The purpose of the classification is to generate the dichotomous dependent variable that will be used later in this paper in the regression analysis in order to identify which topics are more personalized. Based on the classification algorithm, posts expressing personal health experiences constitute 37% of the posts, whereas the remaining posts belong to the category “Non-personal messages about health-related issues” and represent 63% of posts.
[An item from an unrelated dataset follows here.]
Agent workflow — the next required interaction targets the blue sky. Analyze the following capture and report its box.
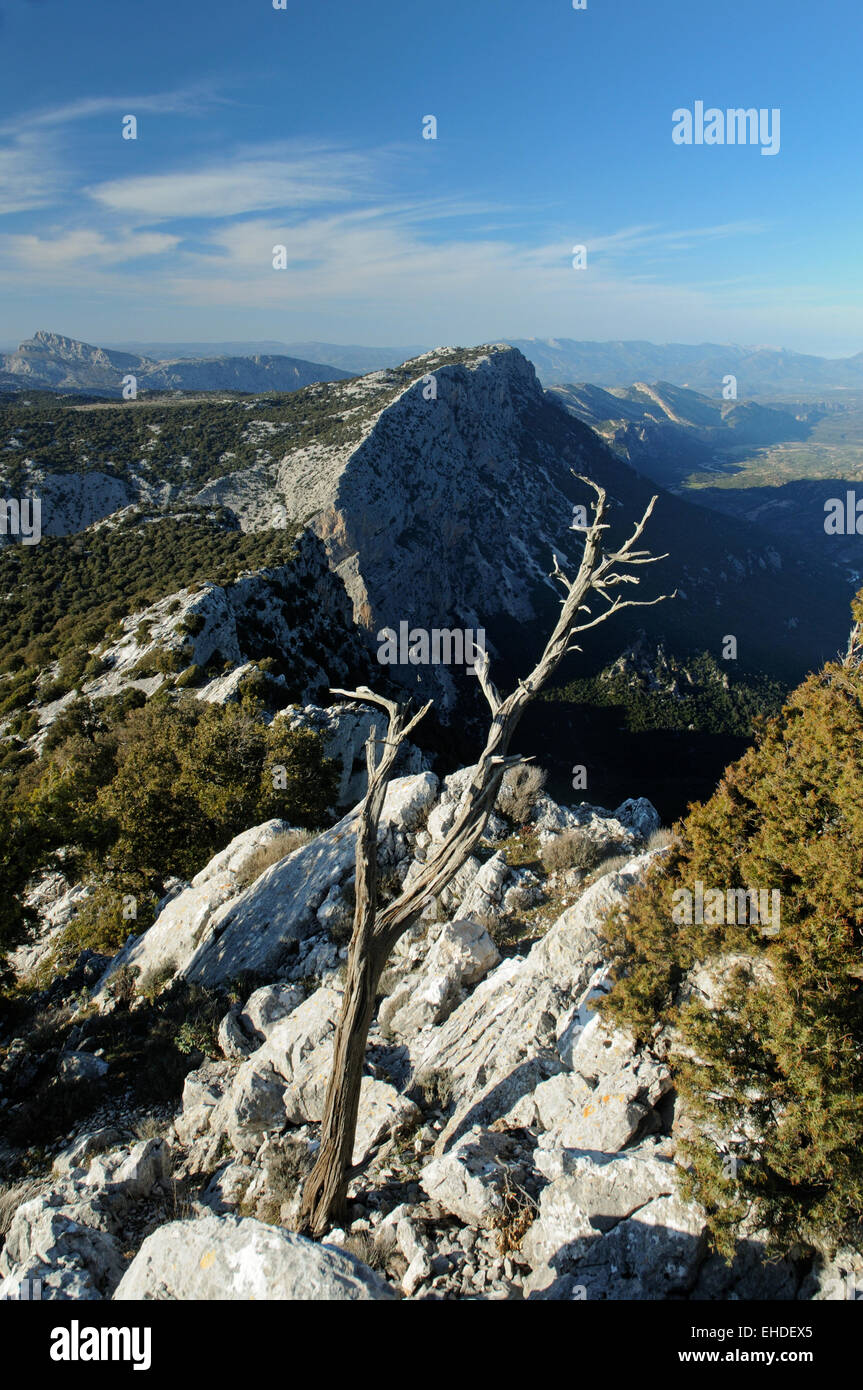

Figure 2 displays the evolution over time of the volume of social media posts according to these two categories. The volume of posts expressing personal health experience appears relatively stable over the main part of the period but increases significantly starting from 2017. The volume of non-personal posts appears to decrease slightly over time. Here too, it is unclear whether variations over time reflect variations in behavior or variations in the data-collection process.

Figure 2.

Proportion of social media posts by category over time

Since we have no certitude about the constancy over time of the data-collection process, especially the inclusion of new data sources in Crimson Hexagon® databases, we designed a procedure to keep the data sources constant over time in order to apply topic modeling to the data. We have selected a random sample of posts from the three most important social media sources, namely Twitter, Online Forums, and Instagram. For each month between January 2012 and September 2018, we have randomly sampled approximately 1000 posts monthly from each social media source. This yielded a sample of 284586 social media posts that constituted our corpus, i.e. the basis for the topic modeling analysis. Since the sample is randomly selected, it is representative of each data source for each month during the period. At the same time, since the sample is constant over time for each source and each source represents approximately 1/3 of the data, variations (in terms of category proportions and overtime) reflect changes in behavior and not changes affecting the collection of data. As shown in figure 3, the sampling procedure over-samples the year 2012 and under-samples the year 2018.

Figure 3.

Proportion of posts in the sample compared to the total number of posts by year

Topic modeling

Topic modeling is an algorithmic method for finding topics in large and unstructured text data collections. Topic modeling consists in applying a suite of algorithms to discover the hidden thematic structure in large collections of unlabeled textual data. The results of topic modeling algorithms can be used to summarize, visualize, explore, and interpret a corpus.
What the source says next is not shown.